Nuova Zelanda: migliaia di persone protestano contro i colpi COVID obbligatori | Notizie sulla pandemia di coronavirus


Gli ingressi del parlamento sono chiusi e la polizia è in forze mentre i manifestanti per lo più smascherati si radunano contro i mandati di vaccino.

La Nuova Zelanda ha rafforzato le misure di sicurezza presso il suo parlamento mentre migliaia di persone si sono radunate per protestare contro la vaccinazione obbligatoria contro il COVID-19 e i blocchi del governo.

Tutti tranne due ingressi all’edificio del parlamento, noto come Beehive, sono stati chiusi martedì e sono stati dispiegati livelli senza precedenti di polizia e personale di sicurezza, mentre i manifestanti per lo più senza maschera hanno marciato pacificamente attraverso il centro di Wellington e si sono riuniti fuori dal parlamento.

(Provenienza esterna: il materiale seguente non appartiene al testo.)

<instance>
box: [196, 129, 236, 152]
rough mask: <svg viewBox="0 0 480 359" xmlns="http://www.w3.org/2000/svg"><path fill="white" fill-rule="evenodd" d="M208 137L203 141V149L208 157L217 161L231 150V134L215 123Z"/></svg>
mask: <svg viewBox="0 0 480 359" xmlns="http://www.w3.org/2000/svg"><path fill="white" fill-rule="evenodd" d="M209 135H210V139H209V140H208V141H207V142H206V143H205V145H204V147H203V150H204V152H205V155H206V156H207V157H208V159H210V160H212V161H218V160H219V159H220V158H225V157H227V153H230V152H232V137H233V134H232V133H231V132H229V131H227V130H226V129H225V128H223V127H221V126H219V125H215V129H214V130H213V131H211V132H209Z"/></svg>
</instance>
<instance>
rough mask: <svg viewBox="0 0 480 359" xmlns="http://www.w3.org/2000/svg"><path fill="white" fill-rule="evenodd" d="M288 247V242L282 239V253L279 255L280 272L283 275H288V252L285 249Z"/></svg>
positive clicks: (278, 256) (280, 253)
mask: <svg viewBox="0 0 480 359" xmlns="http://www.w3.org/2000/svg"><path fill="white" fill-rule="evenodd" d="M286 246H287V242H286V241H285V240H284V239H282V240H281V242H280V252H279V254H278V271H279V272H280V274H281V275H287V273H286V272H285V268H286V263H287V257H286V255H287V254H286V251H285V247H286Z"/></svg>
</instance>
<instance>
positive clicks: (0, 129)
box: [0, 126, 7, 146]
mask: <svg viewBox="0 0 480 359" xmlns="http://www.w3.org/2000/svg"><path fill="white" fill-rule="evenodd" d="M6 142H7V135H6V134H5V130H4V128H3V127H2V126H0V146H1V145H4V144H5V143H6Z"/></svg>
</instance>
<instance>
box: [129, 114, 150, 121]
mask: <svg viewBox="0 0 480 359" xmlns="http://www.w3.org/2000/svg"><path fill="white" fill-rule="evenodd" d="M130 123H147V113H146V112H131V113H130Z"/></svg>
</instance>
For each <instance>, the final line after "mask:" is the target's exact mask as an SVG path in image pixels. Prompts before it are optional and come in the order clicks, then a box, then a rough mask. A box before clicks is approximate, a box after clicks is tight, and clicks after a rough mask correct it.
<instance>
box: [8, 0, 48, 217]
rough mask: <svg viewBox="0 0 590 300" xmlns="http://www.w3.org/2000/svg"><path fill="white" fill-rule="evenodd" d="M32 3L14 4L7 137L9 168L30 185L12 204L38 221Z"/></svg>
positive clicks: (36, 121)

Molte persone sono state viste con in mano cartelli e cartelli con messaggi come “Libertà” e “I kiwi non sono topi da laboratorio” e gridando slogan mentre chiedevano al governo di revocare la vaccinazione obbligatoria e di revocare le restrizioni.

“Non sarò costretto e non sarò costretto a prendere qualcosa che non voglio nel mio corpo”, ha detto un manifestante fuori dal parlamento.

“Sto chiedendo [the government] per restituirci il 2018. Semplice. Rivoglio le mie libertà”.

La Nuova Zelanda ha lottato per combattere un focolaio altamente infettivo della variante Delta quest’anno, costringendo il primo ministro Jacinda Ardern a passare dalla sua strategia di eliminazione attraverso i blocchi alla convivenza con il virus con vaccinazioni più elevate.

Il mese scorso Ardern ha annunciato che insegnanti e lavoratori nei settori della salute e della disabilità avrebbero dovuto essere completamente vaccinati contro il COVID-19. Ha promesso di porre fine alle restrizioni relative alla salute dopo che il 90 percento della popolazione ammissibile sarà stato inoculato.

Quella soglia è più alta di molti altri paesi e ha suscitato critiche da parte di persone che chiedono maggiori libertà.

“Trattaci come persone!” ha esclamato un altro manifestante quando gli è stato chiesto della decisione del governo di rendere obbligatorio il vaccino per alcuni lavoratori del settore pubblico.

“Sono qui per la libertà. Il governo, quello che stanno facendo, è anti-libertà”.

La Nuova Zelanda ha ancora tra i casi di COVID-19 più bassi al mondo, con meno di 8.000 casi segnalati finora e 32 decessi. Martedì ha riportato 125 nuovi casi mentre quasi l’80% della popolazione ammissibile era completamente vaccinata.